Enzyme activity was measured by following the formation or depletion of NADPH at 340 nm. After mixing either 0.2 or 1 µM of the enzyme with the substrate of choice in the reaction buffer, 300 µM NADP⁺ or NADPH was added, mixed in a well, and the extinction was measured over time (Tecan Infinite M200 PRO). 10 mM cyclohexanol was used as a substrate for ADH activity measurements and 0.5 mM thioanisole or cyclohexanone was used for CHMO. The changes in absorption over time were used to calculate the specific enzyme activity utilizing a calibration curve of NADPH^[3].

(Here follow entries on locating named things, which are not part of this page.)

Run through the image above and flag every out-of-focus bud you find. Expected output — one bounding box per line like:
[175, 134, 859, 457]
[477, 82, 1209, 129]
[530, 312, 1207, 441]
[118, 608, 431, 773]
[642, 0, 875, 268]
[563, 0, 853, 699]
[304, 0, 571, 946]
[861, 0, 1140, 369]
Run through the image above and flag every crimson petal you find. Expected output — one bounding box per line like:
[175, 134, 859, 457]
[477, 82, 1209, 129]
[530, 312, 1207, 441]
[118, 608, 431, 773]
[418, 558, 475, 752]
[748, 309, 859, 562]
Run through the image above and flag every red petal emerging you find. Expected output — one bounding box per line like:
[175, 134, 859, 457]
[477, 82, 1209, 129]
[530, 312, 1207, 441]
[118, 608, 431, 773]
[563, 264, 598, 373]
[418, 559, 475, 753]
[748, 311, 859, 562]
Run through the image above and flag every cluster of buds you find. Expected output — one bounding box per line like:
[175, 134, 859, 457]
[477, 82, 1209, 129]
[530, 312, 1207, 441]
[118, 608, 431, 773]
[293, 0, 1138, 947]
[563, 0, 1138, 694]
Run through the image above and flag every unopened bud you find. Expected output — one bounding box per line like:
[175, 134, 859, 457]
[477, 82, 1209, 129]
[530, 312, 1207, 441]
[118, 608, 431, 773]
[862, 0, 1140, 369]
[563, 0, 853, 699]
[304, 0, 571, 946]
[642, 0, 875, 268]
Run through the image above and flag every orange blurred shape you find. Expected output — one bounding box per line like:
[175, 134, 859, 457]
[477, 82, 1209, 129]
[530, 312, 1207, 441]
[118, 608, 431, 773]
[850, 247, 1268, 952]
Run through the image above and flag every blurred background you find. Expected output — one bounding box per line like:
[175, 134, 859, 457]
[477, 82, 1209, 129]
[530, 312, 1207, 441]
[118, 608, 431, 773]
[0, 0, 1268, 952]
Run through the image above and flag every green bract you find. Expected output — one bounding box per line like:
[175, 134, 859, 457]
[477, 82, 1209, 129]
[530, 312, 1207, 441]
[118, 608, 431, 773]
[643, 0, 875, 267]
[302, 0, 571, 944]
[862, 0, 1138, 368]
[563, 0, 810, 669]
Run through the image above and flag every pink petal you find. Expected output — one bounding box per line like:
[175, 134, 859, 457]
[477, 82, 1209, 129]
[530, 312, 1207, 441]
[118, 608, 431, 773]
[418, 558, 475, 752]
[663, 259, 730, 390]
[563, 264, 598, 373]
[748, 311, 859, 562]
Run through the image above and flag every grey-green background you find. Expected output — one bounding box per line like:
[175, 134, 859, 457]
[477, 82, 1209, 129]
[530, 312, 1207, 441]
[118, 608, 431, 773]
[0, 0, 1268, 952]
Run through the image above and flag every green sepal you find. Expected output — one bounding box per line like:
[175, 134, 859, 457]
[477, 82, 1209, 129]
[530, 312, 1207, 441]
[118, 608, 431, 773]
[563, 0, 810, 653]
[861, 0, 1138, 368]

Figure 7: NADPH dependent enzyme assay showing the degradation and formation of NADPH using enzymes CHMO and ADH over 30  minutes.

The depletion of NADPH using CHMO and its formation by ADH was observed, individually (Figure 7). 200 nM and 1 µM of the respective enzyme were used for the assays. It is shown, that higher enzyme concentrations result in faster formation/degradation of NADPH. An assay with NADPH/NADP⁺ without added enzyme was used as a negative/positive control. These controls’ absorption didn’t change over time, indicating an activity of our enzymes. The mean specific enzyme activity (n (product in µmol))/(t (in min)*m enzyme in mg)) of CHMO and ADH was determined to be 0.17 and 0.22. The assays successfully proofed the activity of our tested enzymes. Future experiments could determine optimal temperature and pH environments for the highest activity

Growth assay

The aim of the growth assay is to find out in what way the cloned plasmids affect the growth efficiency of our expression strain E. coli BL21. For this reasons, different colonies with different vectors cloned inside where tested. E. coli BL21 untransformed was used as a positive control. The gene adh in E. coli BL21 was tested both induced as not induced. The same was done with chmo in E. coli BL21. E. coli BL21 transformed with a vector with both adh and chmo was tested induced and not induced as well.

Figure 8: Growth assay with E. coli BL21 with different vectors and induced or not induced.

In figure 8 the results of the growth assay are shown. It can be seen, that the E. coli BL21 colony with the induced adh plasmids grows better than the other colonies including the positive control E. coli E. coli BL21 without an added plasmid. It can furthermore be seen that the chmo strain induced and the positive control reach the lowest plateau with an OD₆₀₀ of 0.5 while the E. coli BL21 with adh induced grows until an OD₆₀₀ of 0.7. We expected the positive control without an added plasmid and without inducing to grow best since it does not have a metabolic burden added. It was also expected, that the induced E. coli BL21 stain with chmo and adh added has the lowest growth rate due to the large added plasmid and to the two enzymes with have to be expressed additionaly. In the experiment this coloniy shows an average grow with a final OD₆₀₀ of 0.55. Possible error sources might be that an error accourded when inocunating the LB-media in the well with E. coli BL21. As a conclusion it can still be said that the added plasmid and the protein expression do not seem to affect the growth of E. coli BL21 severely. These means for us that or modified E. coli BL21 is still able to grow and also produce ε-caprolactone

Sequence and Features

References

1. ↑ Sandy Schmidt, Angewandte Chemie, Wiley Online Library, 2015.
2. ↑ Reshma P Shetty Journal of Biological Engineering, 2008.
3. ↑ ^{3.0 3.1} Friso S. Aalbers, Appl Microbiol Biotechnol, 2017.